Di dalam kitab Yesaya, Tuhan mengatakan dua kali, “Aku tidak akan memberikan kemuliaan-Ku kepada ilah-ilah palsu.” Jadi barang siapa berani mencuri kemuliaan Tuhan, dia menjadikan dirinya sebagai allah palsu yang sedang menudungi kemuliaan Allah. Setiap orang yang merebut hak untuk menerima sembah sujud adalah allah palsu yang sangat dibenci oleh Tuhan. Jikalau ada seseorang memuji engkau, baiklah engkau mengatakan, “Semua ini memang adalah hal yang harus hamba kerjakan, tetapi bukan aku, melainkan Dialah yang patut dimuliakan.” Di dalam Perjanjian Lama maupun Perjanjian Baru, masing-masing ada satu orang yang mencuri kemuliaan Allah.

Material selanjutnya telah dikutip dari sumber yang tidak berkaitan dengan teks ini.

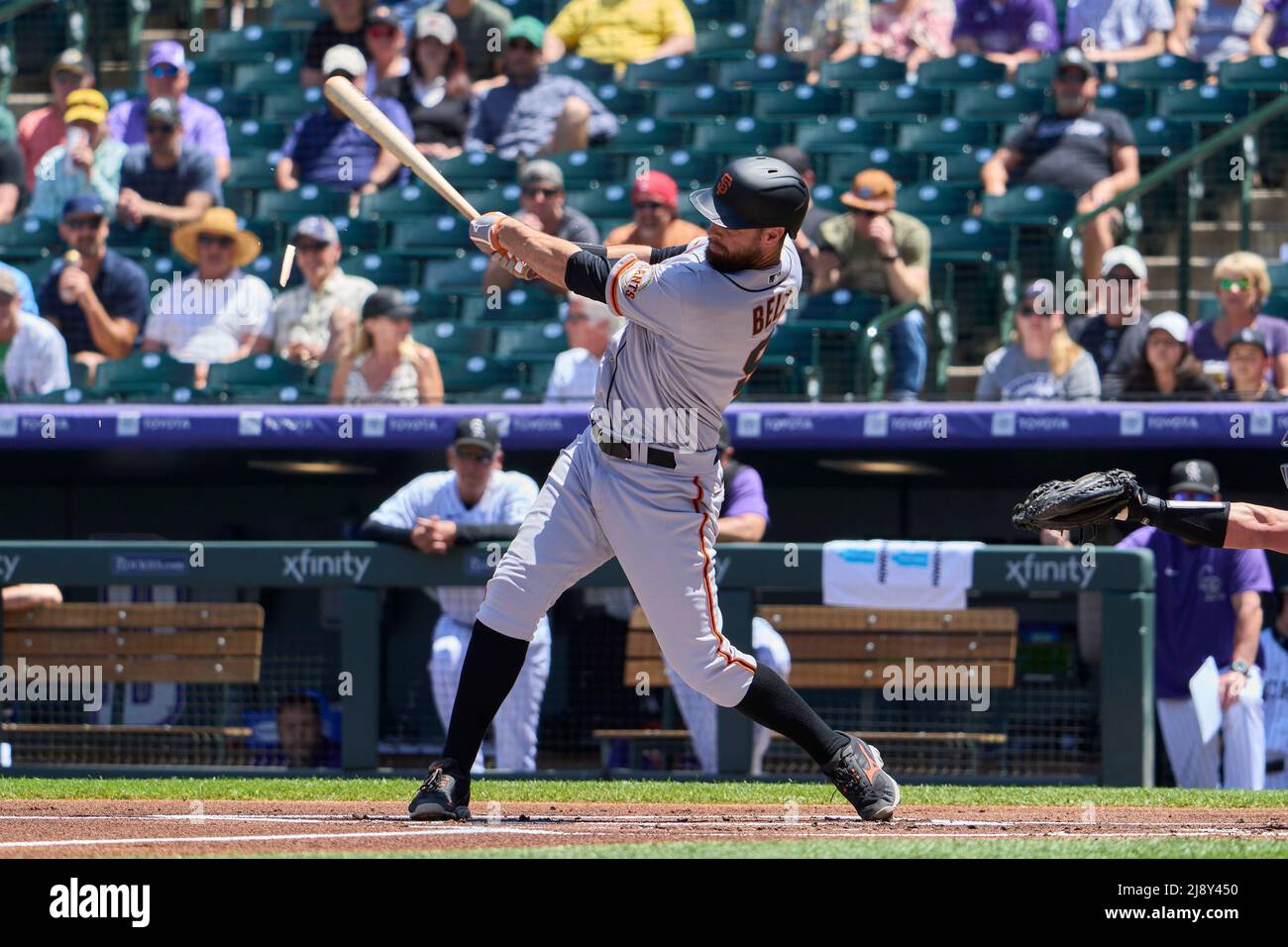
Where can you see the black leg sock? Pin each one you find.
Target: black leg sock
(771, 702)
(492, 664)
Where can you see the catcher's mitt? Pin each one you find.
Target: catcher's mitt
(1096, 497)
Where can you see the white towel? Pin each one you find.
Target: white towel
(883, 574)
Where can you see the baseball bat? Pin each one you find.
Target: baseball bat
(346, 95)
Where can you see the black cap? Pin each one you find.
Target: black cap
(1248, 337)
(477, 432)
(755, 192)
(1076, 58)
(386, 300)
(1194, 475)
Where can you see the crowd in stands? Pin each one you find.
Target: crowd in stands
(467, 76)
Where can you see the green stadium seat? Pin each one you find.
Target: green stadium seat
(531, 339)
(253, 133)
(939, 136)
(1254, 73)
(153, 373)
(897, 102)
(1029, 205)
(997, 103)
(434, 236)
(954, 72)
(583, 167)
(742, 136)
(477, 169)
(282, 72)
(452, 338)
(724, 42)
(799, 102)
(1162, 138)
(861, 72)
(301, 202)
(677, 71)
(1209, 105)
(1127, 99)
(840, 134)
(764, 71)
(411, 201)
(288, 105)
(645, 136)
(579, 67)
(1160, 72)
(706, 101)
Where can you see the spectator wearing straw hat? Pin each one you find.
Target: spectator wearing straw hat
(217, 312)
(88, 163)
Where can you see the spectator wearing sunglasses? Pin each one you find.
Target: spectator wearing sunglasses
(656, 210)
(97, 298)
(535, 112)
(1167, 368)
(316, 322)
(167, 76)
(88, 163)
(215, 313)
(1042, 363)
(542, 205)
(1241, 285)
(166, 182)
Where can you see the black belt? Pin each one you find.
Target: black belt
(622, 451)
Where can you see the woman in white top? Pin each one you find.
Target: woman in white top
(385, 365)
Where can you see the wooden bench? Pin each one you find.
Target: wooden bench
(140, 642)
(835, 647)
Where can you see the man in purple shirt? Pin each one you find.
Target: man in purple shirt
(167, 77)
(535, 112)
(1006, 31)
(1209, 604)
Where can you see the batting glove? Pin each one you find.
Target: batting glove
(483, 232)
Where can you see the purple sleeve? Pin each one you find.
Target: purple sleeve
(1249, 571)
(746, 493)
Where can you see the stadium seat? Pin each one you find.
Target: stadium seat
(702, 102)
(799, 102)
(999, 103)
(678, 71)
(954, 72)
(1029, 205)
(897, 102)
(432, 236)
(583, 167)
(531, 339)
(840, 134)
(1160, 72)
(737, 137)
(862, 72)
(585, 69)
(411, 201)
(301, 202)
(764, 71)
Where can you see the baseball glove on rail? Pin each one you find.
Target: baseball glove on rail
(1096, 497)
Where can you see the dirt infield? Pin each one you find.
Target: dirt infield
(86, 828)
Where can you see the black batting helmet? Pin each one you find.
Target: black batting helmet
(755, 192)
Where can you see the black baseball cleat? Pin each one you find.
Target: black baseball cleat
(859, 775)
(443, 795)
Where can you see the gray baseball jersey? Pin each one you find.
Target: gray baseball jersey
(692, 339)
(507, 497)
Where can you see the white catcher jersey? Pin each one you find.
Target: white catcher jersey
(507, 499)
(692, 339)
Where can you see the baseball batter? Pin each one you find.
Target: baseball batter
(642, 480)
(472, 501)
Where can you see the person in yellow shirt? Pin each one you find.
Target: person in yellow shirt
(619, 31)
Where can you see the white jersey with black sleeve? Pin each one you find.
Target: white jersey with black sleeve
(694, 337)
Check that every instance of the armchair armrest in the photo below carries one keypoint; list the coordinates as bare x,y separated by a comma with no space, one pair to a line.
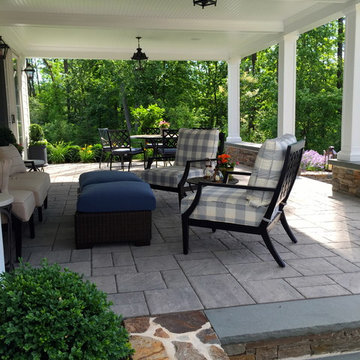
196,200
30,164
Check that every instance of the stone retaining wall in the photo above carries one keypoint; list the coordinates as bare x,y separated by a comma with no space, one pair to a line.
316,344
346,177
243,153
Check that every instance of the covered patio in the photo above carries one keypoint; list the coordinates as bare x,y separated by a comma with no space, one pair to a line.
225,272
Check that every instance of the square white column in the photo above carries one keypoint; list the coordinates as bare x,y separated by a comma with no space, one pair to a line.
350,123
234,101
287,84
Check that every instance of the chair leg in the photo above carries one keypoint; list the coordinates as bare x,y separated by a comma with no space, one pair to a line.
32,227
100,159
17,225
271,248
185,228
111,156
287,228
40,213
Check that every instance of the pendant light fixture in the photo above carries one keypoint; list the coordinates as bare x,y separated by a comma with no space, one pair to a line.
3,49
29,70
204,3
139,56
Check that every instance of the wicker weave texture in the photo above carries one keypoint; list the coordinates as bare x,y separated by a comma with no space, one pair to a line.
114,227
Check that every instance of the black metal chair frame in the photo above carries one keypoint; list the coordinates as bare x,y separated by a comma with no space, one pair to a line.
167,149
120,145
105,143
279,199
181,188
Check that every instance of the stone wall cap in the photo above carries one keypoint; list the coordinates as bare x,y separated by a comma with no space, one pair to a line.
249,323
346,164
245,145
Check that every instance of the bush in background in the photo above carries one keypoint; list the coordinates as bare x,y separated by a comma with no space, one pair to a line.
46,313
312,161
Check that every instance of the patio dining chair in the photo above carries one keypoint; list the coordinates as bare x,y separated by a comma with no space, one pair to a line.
167,149
254,208
120,146
194,147
105,143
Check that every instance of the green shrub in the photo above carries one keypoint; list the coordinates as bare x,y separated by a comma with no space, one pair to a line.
49,314
149,117
6,137
87,153
58,152
72,155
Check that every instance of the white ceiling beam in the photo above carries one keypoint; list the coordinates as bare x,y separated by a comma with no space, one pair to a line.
12,18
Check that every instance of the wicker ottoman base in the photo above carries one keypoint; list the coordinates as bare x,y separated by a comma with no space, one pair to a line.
112,227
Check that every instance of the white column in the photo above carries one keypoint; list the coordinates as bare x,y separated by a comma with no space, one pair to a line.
234,101
287,84
350,125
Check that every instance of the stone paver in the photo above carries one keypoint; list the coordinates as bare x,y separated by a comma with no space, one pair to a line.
223,268
220,291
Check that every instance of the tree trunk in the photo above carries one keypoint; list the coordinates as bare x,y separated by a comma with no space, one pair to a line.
340,48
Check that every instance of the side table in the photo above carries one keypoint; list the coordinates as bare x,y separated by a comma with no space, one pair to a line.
6,201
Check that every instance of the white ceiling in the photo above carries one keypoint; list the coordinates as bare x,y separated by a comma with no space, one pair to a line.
170,29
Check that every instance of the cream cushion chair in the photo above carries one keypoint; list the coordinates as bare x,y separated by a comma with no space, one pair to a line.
22,208
37,182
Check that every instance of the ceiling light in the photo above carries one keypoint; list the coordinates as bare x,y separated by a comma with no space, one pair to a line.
3,49
29,70
139,55
204,3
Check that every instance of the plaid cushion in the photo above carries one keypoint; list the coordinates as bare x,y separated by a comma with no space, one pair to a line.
225,205
194,144
167,176
267,168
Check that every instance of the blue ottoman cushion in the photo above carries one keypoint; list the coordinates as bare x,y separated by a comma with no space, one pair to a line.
97,177
116,196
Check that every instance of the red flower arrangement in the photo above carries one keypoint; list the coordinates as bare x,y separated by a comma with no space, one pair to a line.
224,161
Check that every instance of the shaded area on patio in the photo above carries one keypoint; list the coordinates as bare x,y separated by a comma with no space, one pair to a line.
222,269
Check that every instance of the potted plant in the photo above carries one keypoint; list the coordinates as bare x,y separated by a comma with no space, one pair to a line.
47,313
37,147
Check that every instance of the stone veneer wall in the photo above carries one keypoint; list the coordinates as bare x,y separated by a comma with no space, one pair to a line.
346,177
244,153
315,344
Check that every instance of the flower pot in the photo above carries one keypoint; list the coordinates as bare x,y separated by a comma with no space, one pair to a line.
224,170
37,152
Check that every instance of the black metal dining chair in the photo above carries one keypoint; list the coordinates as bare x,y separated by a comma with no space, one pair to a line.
120,146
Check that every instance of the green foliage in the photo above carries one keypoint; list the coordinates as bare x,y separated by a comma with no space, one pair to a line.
47,313
58,152
87,154
72,155
6,137
149,117
36,135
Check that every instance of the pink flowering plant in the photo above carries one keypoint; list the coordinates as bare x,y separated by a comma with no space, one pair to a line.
164,124
312,161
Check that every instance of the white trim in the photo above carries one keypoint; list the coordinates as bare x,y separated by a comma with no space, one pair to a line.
287,84
350,126
234,100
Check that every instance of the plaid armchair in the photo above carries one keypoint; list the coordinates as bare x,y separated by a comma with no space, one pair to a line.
252,208
193,148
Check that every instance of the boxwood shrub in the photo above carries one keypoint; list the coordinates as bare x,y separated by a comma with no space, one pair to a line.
46,313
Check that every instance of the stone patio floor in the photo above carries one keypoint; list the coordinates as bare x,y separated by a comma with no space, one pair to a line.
223,269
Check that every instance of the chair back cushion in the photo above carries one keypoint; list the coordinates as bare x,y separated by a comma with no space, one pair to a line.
11,153
196,144
267,169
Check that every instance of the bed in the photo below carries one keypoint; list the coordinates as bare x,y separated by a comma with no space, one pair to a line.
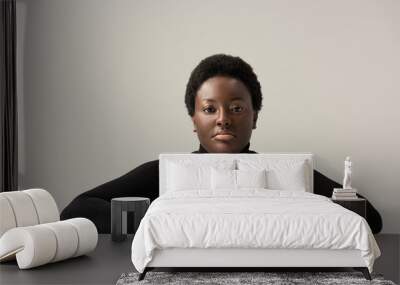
247,211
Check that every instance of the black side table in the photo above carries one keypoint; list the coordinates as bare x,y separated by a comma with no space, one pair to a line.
119,209
358,205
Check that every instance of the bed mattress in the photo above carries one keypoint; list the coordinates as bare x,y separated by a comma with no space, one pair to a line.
250,219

Di Perjanjian Lama adalah Nebukadnezar. Dia berdiri di atas kota Babel, memandang kota yang megah, mewah, dan mulia itu, lalu berkata, “Bukankah semuanya ini karyaku, seorang raja yang hebat?” Karena dia memuliakan dirinya, maka Allah memperlakukan dia seperti sapi. Ia diusir dari istananya dan makan rumput, tidak bisa memerintah selama tujuh masa. Baru setelah bertobat, ia dipulihkan ke posisinya. Di dalam Perjanjian Baru adalah Herodes. Herodes, saat berpidato disambut dengan sangat meriah. Dia berbicara bagai Allah. Maka malam itu Allah mengirimkan seekor ulat untuk menggigit dia dan dia mati. Jadi, janganlah seseorang berupaya mencuri kemuliaan Tuhan Allah dengan cara memuliakan dirinya sendiri. Kita harus senantiasa belajar seperti John Sung yang terus-menerus mengembalikan kemuliaan kepada Allah.
Apakah arti lagu Doksologi yang kita nyanyikan di penutup kebaktian? Kemuliaan bagi Allah Bapa, Allah Anak, dan Allah Roh Kudus, karena Dia yang telah mencipta, menyelamatkan, membawa kita masuk ke dalam segala janji-Nya. Kiranya ini bukan hanya berada di bibir kita saja, melainkan dari hati kita yang terdalam. Amin.